Every year in January, renowned apple grower John Bunker of Maine gathers friends, neighbors, and local farmers together for a wassail.
John Bunker: The wassail is a super old celebration of the apple and sort of the beginning of the agricultural year, because it's after New Year's. And it's a celebration of the year gone by and the apple crop and also a sort of a kind of nudge to the apple trees to like do it again.
It of course is produce a good crop. Wassailing has a long and storied history that dates back hundreds of years in the UK, to the earliest Anglo-Saxon inhabitants who instructed each other to “was heil” or be in good health. Over the centuries it became a drinking toast—one party would say was heil, the other drink hail—and by medieval times, farmers had adopted the tradition of taking their ale bowls into their barns and fields and drinking to the good health of their crops and animals.
John Bunker: We do this wassail celebration here in the U.S. with the knowledge that we're doing a kind of a well-meaning fake job of what was done traditionally in the UK. But it was traditionally celebrated on the 12th night.
This is the twelfth day after Christmas, in early January. For his annual wassail, John lights a huge bonfire on the edge of the apple orchard around 4pm just before it gets dark. Friends and neighbors arrive with cider and potluck dishes.
John Bunker: We drink and chat with each other and eat and so forth and then at a certain point we have a celebration. We have poems that we read, we sing different songs, some of the songs are songs that some people would recognize even if they don’t know about wassail, they’re old Christmas carol type songs. (sings wassail) etc. And then eventually we have a skit and the skit is around one of the old apple trees, we usually do it around this tree right there, because we can all fit around it. And people play different parts. Some people get up in the apple trees on ladders and they say silly things and we try to scare away the bad bugs and the deer and the porcupines or whatever. And we pour cider on the ground as a sort of a tribute to the tree. And we hang toast soaked in cider on the tree.
This part is a very old tradition—dating back to at least the 13th century when revelers would dip cakes and fine breads in the wassail bowl and then eat them—and eventually this evolved into tying the toasts onto the tree for the birds and to ward off evil spirits—and it’s thought to be where the modern tradition of toasting each other comes from.
Beyond all the tradition and celebration, though, there’s one last reason John thinks every community should host a winter wassail—and that’s to network, to introduce local people who have an interest in agriculture to each other—because farming can be a solitary job.
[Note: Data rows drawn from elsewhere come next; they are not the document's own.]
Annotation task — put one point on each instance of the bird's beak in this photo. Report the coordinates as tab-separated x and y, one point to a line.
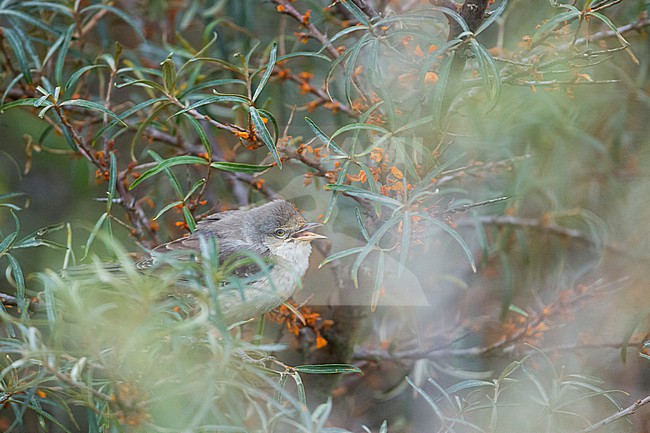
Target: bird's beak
304	234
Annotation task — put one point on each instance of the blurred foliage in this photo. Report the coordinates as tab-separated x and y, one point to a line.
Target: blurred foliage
483	178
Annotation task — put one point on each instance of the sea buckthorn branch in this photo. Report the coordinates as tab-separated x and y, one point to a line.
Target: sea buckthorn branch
285	7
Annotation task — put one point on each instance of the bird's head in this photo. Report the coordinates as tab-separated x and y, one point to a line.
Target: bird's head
283	230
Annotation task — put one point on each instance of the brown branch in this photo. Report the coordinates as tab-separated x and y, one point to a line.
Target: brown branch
504	344
620	414
285	7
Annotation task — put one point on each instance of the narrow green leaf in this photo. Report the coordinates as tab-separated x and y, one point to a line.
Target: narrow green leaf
441	89
16	45
20	103
198	184
300	388
112	181
10	86
201	133
269	71
166	208
356	12
406	243
176	160
93	234
189	219
28	18
328	369
169	75
212	100
362	228
142	83
75	77
121	14
339	181
327	141
265	135
379	280
362	193
19	278
272	119
362	127
454	234
489	72
340	255
454	15
303	54
494	15
63	53
239	167
372	184
90	105
550	25
371	246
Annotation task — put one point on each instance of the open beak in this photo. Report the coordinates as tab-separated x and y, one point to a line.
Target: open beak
304	234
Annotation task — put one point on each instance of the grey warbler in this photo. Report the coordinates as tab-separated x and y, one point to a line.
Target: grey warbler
274	231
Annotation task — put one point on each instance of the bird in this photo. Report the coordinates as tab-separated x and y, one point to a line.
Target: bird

John Bunker: So part of our job as we see it, aside from celebrating agriculture and celebrating being outdoors, is to be a focal point or a gathering point where people can meet one another.
Tis the season.
Here’s a link to learn more about the history of wassailing:
https://research.colonialwilliamsburg.org/Foundation/journal/Holiday06/wassail.cfm
Here’s a link to learn more about John Bunker and his apple trees: https://www.outonalimbapples.com/
Here’s a recipe from Fedco Trees (a division of Fedco Seed Company), which John Bunker helped found, for wassail the drink!
Wassail for two people
1 large apple
15 to 20 whole cloves
3 cups apple cider
3/4 cup orange juice
1/2 cup lemon juice
1/8 teaspoon ground ginger
1/8 teaspoon ground nutmeg
1/2 tablespoon light brown sugar
2 cinnamon sticks
1. Stud the apple by sticking the cloves all the way around the apple.
2. In a medium size pot, combine remaining ingredients, and gently lower the studded apple into the pot and simmer on the stove for roughly 30 minutes. (Use a non-reactive metal or glass pot)
3. Serve warm with an extra cinnamon stick and slice of orange.
4. For extra kick, grown up humans can add a shot of brandy or rum.